On October 25, the Consumer Financial Protection Bureau (CFPB) released its "Project Catalyst Report: Promoting Consumer-Friendly Innovation." ("CFPB Report"). The CFPB Report reviews what the CFPB "has learned about a range of marketplace developments that may hold the potential for consumer benefits" impacting underserved consumers. Insurance companies may be able to address the same issues and provide similar benefits through innovation.
Consumer Saving
One issue the CFPB aims to understand is how to promote saving among consumers. In collaboration with the CFPB, American Express tested several strategies to encourage consumers to set money aside in a savings account, "including marketing via email or direct mail, with messages touting the benefits of saving, and a $10 financial incentive for meeting a savings goal of $150 within three months." Key findings of the program were: (i) simple methods of encouraging consumers to set aside funds were effective, (ii) offering even a small financial incentive for meeting a savings goal within a period of time increased savings by over 100 percent, and (iii) savings continued even after the program ended. These findings reflect that consumers can be encouraged to increase retirement saving. Encouragement could take the form of regular consumer engagement as well as a bonus or other incentive to consumers for incremental savings over time.
Cash Flow Management
The CFPB is also focusing on the challenge consumers face from
mismatches in the timing of cash flows due to uneven or unexpected
changes in their income and expenses. Several FinTech companies are
"developing various tools to help address this mismatch or
time lag between expenses and income." Innovations include
tools to: (i) facilitate access to accrued wages earlier than the
regular payday, (ii) smooth a consumer's income by allowing the
consumer to put aside earnings from above-average pay periods to
supplement earnings from below-average pay periods, and (iii)

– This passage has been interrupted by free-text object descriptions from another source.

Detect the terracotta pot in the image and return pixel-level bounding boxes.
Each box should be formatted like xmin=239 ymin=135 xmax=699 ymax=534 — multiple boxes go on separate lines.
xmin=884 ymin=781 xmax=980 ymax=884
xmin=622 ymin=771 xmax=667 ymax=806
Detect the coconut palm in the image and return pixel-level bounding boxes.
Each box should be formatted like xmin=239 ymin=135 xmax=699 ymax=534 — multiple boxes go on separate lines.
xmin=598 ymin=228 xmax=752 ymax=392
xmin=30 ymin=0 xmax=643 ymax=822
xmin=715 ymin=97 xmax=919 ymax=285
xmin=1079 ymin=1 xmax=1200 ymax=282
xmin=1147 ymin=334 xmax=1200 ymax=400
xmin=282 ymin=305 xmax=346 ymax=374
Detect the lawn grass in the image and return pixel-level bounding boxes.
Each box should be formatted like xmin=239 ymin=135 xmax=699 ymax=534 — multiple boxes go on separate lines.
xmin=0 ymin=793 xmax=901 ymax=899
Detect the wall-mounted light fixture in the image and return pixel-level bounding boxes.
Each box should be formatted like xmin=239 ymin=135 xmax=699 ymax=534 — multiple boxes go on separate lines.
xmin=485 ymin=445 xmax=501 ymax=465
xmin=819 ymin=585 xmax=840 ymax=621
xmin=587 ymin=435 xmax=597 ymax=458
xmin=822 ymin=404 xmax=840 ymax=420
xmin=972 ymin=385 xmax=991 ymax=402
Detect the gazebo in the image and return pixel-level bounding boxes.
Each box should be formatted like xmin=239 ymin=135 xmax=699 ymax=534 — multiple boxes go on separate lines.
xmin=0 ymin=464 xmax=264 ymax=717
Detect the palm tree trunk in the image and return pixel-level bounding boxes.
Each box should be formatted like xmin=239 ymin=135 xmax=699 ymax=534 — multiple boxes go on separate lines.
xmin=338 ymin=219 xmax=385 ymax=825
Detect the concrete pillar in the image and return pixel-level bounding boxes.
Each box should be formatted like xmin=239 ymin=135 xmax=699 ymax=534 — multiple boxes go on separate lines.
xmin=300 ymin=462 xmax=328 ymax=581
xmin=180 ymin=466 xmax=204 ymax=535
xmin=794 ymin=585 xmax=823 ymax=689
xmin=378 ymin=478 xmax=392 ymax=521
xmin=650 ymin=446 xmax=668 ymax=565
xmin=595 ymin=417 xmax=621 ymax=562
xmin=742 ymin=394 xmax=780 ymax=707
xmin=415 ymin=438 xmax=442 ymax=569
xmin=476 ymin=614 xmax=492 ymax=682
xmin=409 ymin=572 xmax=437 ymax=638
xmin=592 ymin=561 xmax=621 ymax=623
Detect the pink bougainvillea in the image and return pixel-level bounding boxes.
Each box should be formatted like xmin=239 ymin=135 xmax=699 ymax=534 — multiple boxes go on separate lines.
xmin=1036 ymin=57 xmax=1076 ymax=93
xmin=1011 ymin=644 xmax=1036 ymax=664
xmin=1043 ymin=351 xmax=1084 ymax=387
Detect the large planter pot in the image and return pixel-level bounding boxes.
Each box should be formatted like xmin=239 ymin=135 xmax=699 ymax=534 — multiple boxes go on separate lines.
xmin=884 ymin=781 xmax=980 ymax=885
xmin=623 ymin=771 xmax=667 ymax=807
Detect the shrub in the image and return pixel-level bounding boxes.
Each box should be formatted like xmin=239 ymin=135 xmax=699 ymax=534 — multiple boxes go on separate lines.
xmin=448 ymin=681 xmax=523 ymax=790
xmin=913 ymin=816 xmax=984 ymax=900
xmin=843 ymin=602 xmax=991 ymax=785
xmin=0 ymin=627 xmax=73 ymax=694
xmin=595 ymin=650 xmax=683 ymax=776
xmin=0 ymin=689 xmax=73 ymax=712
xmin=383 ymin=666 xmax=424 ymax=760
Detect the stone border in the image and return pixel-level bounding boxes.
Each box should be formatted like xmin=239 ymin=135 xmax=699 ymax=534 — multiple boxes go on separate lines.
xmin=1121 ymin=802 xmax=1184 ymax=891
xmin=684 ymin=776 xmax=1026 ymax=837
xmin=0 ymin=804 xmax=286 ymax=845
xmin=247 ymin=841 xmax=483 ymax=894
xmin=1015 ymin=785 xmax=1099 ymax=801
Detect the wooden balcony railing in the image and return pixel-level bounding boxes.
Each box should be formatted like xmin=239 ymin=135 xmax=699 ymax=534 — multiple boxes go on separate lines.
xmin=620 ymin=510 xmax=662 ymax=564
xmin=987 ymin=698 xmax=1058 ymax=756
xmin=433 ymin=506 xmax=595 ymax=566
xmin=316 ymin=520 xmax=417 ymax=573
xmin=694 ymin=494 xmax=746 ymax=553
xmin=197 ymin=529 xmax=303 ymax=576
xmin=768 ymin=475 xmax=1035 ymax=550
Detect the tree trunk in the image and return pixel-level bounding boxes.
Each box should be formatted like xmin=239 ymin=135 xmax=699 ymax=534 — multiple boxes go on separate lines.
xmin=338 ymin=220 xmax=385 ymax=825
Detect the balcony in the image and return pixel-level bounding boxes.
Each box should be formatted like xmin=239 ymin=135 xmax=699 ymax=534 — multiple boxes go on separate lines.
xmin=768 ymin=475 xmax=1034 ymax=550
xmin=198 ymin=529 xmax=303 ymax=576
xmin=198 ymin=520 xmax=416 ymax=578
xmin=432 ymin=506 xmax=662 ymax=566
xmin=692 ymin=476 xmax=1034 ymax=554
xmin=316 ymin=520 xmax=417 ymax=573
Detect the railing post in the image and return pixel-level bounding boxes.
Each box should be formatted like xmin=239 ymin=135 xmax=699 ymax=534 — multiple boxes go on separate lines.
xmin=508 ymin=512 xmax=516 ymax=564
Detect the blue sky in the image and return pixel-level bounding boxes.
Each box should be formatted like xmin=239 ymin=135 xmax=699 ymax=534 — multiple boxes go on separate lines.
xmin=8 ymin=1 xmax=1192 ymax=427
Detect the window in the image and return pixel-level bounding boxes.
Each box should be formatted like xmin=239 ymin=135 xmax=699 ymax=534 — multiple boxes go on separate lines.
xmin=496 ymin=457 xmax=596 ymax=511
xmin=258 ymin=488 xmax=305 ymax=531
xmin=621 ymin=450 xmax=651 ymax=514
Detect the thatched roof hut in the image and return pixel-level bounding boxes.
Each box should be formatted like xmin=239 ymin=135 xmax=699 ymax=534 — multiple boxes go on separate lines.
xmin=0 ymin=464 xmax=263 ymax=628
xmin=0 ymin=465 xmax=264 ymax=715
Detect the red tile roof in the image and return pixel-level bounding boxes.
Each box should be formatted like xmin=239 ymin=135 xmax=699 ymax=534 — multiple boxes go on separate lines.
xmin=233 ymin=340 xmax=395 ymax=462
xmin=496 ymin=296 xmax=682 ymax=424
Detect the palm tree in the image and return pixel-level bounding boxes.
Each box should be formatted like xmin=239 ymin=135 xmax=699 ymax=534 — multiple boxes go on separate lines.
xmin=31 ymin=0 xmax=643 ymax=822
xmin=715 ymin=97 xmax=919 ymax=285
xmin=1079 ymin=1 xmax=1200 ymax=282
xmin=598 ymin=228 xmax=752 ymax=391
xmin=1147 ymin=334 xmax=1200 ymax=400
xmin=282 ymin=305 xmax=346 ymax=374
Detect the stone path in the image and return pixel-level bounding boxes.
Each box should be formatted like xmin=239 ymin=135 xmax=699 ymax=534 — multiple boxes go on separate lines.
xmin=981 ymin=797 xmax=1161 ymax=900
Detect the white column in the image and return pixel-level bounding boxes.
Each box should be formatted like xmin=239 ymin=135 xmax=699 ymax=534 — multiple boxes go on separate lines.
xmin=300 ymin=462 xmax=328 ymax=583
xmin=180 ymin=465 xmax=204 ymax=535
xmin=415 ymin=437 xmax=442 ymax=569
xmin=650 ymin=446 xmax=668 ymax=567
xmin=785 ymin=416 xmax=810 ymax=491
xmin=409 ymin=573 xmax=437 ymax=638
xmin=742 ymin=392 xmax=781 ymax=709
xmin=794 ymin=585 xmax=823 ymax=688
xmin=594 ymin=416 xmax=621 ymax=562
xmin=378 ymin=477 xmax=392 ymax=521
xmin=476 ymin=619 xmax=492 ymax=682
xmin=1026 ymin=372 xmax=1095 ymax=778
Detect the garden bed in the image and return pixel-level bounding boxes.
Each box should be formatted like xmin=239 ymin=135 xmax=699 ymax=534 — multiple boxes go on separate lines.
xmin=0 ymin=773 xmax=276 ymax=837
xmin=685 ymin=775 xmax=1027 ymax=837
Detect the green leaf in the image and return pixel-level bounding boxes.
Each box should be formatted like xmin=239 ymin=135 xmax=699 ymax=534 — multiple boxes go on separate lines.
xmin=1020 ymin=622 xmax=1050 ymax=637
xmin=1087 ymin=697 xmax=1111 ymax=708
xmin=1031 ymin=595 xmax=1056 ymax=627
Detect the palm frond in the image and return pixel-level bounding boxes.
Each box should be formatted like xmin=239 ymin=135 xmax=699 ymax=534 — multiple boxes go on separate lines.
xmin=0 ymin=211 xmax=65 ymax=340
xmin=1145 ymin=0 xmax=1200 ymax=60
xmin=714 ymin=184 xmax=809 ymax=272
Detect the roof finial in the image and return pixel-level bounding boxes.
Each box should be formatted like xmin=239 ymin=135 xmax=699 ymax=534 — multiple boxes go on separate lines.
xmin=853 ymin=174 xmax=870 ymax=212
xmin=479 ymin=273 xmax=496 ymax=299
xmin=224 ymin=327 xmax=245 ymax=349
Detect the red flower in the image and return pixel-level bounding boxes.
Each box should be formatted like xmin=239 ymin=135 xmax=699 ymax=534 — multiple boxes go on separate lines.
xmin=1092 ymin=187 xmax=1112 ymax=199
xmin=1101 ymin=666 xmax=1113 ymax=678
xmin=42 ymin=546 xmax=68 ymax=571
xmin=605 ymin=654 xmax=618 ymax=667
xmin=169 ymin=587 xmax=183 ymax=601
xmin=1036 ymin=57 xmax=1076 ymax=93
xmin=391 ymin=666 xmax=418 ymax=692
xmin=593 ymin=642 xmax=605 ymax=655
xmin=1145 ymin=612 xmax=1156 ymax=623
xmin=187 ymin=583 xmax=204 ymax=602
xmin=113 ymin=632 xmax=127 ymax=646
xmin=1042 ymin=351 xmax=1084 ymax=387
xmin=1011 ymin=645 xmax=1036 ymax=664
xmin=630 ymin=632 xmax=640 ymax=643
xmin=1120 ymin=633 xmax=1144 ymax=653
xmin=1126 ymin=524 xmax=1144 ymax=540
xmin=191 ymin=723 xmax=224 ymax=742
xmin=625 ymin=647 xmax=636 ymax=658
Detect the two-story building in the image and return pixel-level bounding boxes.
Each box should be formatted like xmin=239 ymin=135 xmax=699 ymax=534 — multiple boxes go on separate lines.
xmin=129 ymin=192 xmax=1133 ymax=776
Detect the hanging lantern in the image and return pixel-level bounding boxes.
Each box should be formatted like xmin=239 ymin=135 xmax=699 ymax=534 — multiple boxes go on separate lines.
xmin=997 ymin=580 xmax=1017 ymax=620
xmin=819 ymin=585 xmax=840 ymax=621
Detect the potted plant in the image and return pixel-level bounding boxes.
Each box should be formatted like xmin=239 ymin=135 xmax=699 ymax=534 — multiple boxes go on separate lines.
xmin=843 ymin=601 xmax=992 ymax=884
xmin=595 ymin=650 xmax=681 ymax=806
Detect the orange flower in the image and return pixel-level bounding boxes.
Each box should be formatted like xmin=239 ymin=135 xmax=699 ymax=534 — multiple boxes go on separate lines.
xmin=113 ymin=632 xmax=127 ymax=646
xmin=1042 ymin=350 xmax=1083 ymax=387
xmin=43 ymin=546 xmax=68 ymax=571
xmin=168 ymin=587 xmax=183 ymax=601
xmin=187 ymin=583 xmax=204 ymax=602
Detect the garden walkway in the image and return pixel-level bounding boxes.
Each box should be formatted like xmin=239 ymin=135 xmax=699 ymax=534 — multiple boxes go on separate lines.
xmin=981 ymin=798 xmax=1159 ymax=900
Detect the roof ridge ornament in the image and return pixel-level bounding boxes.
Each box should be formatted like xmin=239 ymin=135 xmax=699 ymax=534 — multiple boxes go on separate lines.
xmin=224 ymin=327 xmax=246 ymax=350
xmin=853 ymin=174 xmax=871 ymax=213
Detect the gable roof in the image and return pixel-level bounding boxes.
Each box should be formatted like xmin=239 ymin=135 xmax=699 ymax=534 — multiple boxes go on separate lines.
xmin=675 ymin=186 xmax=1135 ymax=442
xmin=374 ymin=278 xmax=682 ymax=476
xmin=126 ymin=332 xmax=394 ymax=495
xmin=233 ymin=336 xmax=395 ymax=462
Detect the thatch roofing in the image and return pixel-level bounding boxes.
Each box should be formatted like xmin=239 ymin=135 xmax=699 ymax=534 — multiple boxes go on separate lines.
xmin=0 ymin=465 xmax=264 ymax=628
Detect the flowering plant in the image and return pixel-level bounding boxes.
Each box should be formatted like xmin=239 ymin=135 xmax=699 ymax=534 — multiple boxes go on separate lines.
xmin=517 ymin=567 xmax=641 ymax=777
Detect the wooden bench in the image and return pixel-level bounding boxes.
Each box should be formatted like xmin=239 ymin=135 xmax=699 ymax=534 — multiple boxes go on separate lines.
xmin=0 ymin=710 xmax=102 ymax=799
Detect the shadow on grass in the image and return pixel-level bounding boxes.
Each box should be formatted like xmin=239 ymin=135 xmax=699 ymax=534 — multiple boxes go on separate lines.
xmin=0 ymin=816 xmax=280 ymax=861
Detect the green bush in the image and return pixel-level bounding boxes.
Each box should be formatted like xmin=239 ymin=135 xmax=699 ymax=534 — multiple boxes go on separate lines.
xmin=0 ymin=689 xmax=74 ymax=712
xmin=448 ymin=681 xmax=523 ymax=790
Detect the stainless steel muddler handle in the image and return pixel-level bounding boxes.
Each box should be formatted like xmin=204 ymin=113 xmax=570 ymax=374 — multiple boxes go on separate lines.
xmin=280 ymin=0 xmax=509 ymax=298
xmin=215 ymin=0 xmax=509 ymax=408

deduct a portion of consumers' wages in order to apply the
funds to a consumer's recurring payments. While these cash
management tools focus on income from earnings, similar tools may
be effective for retirement income planning by allowing retirees to
match the timing of expenses due with income from their retirement
products.
The CFPB Report reflects opportunities for insurance companies to
develop tools and products that encourage retirement savings and
help retirees take income from their retirement assets in a manner
that matches their expense patterns.